La Cassazione è, dunque, recentemente intervenuta su quei consueti, ma illeciti, “scambi di favore” che avvengono tra colleghi, quando si deve timbrare il cartellino di presenza. ( così Cass. 31/01/2013) Secondo i giudici in tale condotta non sono ravvisabili gli estremi del reato di sostituzione di persona. Si parla di reato di sostituzione di persona quando un soggetto, per ottenere un vantaggio, fa cadere qualcuno in errore, sostituendosi ad altri, attribuendo a sé o ad altri un falso nome o una falsa qualità.

Ad esempio si ha sostituzione di persona quando ci si attribuisca il nome di persona immaginaria; oppure si crei e utilizzi un “account” e una casella di posta elettronica servendosi dei dati anagrafici di un diverso soggetto, inconsapevole, con il fine di far ricadere su quest’ultimo l’acquisto di beni mediante la partecipazione ad aste in rete. Secondo i giudici della Corte timbrare il cartellino del collega, per farlo risultare presente, non rientra in questi casi. Infatti, seppur è vero che il datore di lavoro è caduto in errore, è anche vero che il collega non ha assunto l’identità del dipendente assente, limitandosi a timbrarne soltanto il cartellino.

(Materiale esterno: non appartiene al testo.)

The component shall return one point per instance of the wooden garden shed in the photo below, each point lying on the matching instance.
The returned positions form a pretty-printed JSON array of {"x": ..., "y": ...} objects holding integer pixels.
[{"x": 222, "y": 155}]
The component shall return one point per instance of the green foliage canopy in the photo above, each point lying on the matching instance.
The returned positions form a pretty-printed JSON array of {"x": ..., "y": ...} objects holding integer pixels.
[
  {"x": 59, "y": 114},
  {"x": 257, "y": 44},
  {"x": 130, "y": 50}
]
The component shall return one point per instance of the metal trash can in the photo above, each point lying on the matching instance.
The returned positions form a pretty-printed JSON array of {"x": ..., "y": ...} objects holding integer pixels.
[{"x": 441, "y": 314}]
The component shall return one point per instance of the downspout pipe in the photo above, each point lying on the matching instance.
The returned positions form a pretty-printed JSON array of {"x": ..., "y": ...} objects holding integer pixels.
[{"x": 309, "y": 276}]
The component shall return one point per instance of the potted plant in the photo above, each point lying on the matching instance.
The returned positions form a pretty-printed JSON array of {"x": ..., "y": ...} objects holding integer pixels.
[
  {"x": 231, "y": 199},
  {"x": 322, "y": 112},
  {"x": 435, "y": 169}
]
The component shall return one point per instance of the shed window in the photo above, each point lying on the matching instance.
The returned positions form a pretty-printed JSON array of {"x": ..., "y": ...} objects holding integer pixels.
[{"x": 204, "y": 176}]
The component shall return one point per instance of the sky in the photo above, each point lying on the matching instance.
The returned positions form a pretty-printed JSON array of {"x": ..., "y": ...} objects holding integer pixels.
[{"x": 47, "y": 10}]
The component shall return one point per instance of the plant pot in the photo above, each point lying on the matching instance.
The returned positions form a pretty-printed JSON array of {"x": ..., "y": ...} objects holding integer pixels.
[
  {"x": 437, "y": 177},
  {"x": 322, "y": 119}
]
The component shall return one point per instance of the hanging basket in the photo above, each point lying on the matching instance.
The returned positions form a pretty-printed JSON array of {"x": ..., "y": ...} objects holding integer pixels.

Nel caso di specie, il lavoratore furbetto si è limitato a simulare un fatto inesistente (la presenza del dipendente assente sul posto di lavoro), attraverso l’utilizzazione della scheda magnetica del compagno.

Il fatto però che tale comportamento non costituisca reato
di sostituzione di persona, non significa che esso non sia un illecito comunque punito. Infatti, oltre ad essere un illecito disciplinare, potrebbe ricorrere l’ipotesi del reato di truffa. Dipendente avvisato, mezzo salvato!!!